# The purpose of suites



## Savageee (Jun 6, 2020)

Hello.

Again and again I read that many film composers write a suite before the film was even shot.

To the basics: What exactly is a suite? Does it have a structure that reflects the drama of the film?
Or is it about tonality and "story world"?

It seems to make sense to have a structure that the individual themes are oriented towards.
For example the sonata form would work perfectly, because it is built like a 3 act story. Thesis - Antithesis - and Synthesis is exactly what makes a story, respectively Exposition - Development - Reprise.

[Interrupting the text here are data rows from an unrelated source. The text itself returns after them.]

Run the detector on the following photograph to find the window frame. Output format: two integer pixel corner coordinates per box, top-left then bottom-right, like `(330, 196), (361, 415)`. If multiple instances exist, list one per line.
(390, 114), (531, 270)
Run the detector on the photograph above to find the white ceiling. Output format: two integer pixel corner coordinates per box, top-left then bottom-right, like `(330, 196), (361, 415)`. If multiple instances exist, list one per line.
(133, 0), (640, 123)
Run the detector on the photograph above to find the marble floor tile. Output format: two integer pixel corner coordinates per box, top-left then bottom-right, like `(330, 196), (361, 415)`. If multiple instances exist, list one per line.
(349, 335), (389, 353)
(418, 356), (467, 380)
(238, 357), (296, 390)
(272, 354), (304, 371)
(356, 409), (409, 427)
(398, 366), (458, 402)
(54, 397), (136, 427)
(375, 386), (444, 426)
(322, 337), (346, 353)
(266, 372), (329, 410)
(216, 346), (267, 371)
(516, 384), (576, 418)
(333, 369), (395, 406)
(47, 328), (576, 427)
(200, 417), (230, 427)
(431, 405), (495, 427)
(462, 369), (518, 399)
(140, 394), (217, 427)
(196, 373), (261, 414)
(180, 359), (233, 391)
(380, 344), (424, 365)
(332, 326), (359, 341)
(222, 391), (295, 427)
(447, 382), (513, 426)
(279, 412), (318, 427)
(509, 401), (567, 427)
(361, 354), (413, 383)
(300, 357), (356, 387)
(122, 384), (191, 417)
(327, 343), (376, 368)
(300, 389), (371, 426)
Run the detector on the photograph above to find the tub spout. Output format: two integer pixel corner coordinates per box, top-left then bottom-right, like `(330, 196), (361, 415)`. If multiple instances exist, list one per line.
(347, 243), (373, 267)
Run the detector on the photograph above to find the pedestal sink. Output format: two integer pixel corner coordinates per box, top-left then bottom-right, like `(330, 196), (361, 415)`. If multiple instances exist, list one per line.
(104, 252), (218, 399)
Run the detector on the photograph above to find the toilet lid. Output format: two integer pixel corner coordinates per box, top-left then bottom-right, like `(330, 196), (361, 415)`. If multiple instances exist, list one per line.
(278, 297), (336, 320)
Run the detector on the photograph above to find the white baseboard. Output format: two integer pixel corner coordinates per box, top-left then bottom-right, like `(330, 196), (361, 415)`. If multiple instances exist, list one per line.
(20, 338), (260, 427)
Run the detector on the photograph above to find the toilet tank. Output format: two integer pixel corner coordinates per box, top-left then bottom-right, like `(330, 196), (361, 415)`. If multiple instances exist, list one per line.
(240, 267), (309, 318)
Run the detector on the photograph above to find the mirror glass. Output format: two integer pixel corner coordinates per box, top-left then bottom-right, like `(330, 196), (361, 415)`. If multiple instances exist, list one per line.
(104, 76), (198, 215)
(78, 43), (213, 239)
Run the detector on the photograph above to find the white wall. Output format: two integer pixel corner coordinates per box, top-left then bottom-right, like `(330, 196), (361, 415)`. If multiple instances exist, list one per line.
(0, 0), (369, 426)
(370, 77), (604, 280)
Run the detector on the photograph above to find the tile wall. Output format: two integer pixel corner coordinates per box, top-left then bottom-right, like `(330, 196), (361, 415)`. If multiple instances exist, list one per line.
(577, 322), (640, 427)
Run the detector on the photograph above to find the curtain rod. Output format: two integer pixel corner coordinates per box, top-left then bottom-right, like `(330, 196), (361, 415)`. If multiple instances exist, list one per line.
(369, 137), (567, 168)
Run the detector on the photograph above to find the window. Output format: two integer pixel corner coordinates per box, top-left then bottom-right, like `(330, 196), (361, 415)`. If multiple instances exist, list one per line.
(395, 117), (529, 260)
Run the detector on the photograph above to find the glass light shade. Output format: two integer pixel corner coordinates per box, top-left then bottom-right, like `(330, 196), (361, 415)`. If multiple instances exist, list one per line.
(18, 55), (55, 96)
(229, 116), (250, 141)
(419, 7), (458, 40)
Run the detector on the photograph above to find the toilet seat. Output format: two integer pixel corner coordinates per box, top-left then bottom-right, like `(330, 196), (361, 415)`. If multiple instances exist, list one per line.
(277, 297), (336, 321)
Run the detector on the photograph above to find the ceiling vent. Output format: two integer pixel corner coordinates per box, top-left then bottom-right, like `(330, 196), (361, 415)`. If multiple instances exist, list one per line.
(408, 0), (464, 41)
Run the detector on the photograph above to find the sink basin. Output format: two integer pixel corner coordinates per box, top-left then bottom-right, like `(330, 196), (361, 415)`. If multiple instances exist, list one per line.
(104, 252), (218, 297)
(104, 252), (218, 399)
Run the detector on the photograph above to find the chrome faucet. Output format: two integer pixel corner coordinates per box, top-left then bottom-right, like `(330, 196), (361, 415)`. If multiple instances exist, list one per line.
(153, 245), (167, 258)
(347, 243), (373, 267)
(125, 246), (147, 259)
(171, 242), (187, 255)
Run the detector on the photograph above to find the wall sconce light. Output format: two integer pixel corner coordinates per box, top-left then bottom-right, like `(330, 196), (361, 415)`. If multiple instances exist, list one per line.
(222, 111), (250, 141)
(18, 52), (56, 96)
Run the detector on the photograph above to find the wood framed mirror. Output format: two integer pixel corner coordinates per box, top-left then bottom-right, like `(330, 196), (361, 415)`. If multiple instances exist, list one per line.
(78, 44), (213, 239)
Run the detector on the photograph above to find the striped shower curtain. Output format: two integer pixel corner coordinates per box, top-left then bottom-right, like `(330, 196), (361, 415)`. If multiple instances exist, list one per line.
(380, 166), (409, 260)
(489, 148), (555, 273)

Looking at the suites of Inception and Interstellar, this structure is less obvious to me. Interstellar - Day One, for example, is getting louder and louder and "bigger" but has no direct connection to the story of the film. If you listen to this suite without knowing the movie you would say it gets more and more epic and bigger, although the movie actually wants to tell an "intimate" father-daughter story.

The themes have to have a recognizable arc through the movie and develop along the film, otherwise you would have a random selection of sequences without any deeper meaning.

How is this arc implemented musically?

Greeting

Savageee


----------



## larold (Jul 20, 2017)

In Bach's time a suite, similar to the orchestral suites, was a musical collection of French dances. This is even true in the English suites with dances labeled courante, allemande, bouree, etc.

In modern times a suite has come to mean a collection of similar music usually meant to depict or accompany something -- action in a film or in classical music the activities of a scene in a play. Anyone's incidental music to anything falls into this category.

Filmmakers used to write the suite to a film while it was being made. Today they are more likely to compose while watching daily outtakes to make the music fit the action. The idea of an arc is from the postromantic period; music accompanying film today is far more eclectic.


----------



## mbhaub (Dec 2, 2016)

Sometimes composers and arrangers use the term "suite" because they don't know what else to call it. Just a collection of separate movements, with or without any dramatic order or connection. Not as formal or deep as a symphony. Suites don't have to be put together from soundtracks, ballets, operas or anything else: Grand Canyon Suite for example. Or Dvorak's Czech and American suites. Stokowski put together a suite from Boris Godinov, but called it a "Symphonic Synthesis".


----------



## JAS (Mar 6, 2013)

Just as there are concert overtures that were never really an overture to a fuller stage work. It becomes its own form for the sake of performance.


----------



## MarkW (Feb 16, 2015)

Sometimes also a suite is extracted from a bigger work to give it a concert presence -- especially excerpts from ballets (i.e. "Nutcracker" suite for instance). Prokofiev actually arranged three suites from "Romeo and Juliet" to get the music out there and establish a demand for a production. A suite from a movie score divorces the themes from slavishly having to follow the scenes (which often leads to disjoint beginnings and endings) and provides a more coherent listening experience.


----------